3-1/2 c soy sauce
1/3 c fresh ginger, grated
1/3 c garlic, minced
1/4 c sugar
1-1/2 tbsp red pepper flakes
1/3 c dark sesame oil
1/3 c dry white wine OR dry sherry
1-1/2 c water
75 Each TURKEY BREAST 1/2-INCH CUBES, skinless and boneless
4 fresh pineapple, rind removed
7 medium red peppers, corded and seeded
4 oz butter
2-1/4 lbs long grain white rice
1/2 tbsp garlic, minced
1/2 tbsp thyme leaf
2-1/2 qt TURKEY STOCK
3 tbsp fresh lemon juice
To Taste salt and white pepper
7 oz butter substitute for broiling
1/2 Bunch fresh cilantro
Combine soy sauce, ginger, garlic, sugar, pepper flakes, oil, wine and water in a bowl. Stir in turkey and coat all surfaces.
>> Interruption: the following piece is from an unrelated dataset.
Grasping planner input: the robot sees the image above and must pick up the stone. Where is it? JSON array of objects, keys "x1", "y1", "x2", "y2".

In a covered container, marinate turkey for 2 hours in refrigerator.
Cut each pineapple into 20 cubes and each red pepper into 12 cubes.
Remove turkey from marinade and discard marinade.
Place 1 cube each of red pepper, turkey and pineapple on skewer. Repeat procedure two more times to make 1 kebab. Duplicate this procedure for the remaining kebabs.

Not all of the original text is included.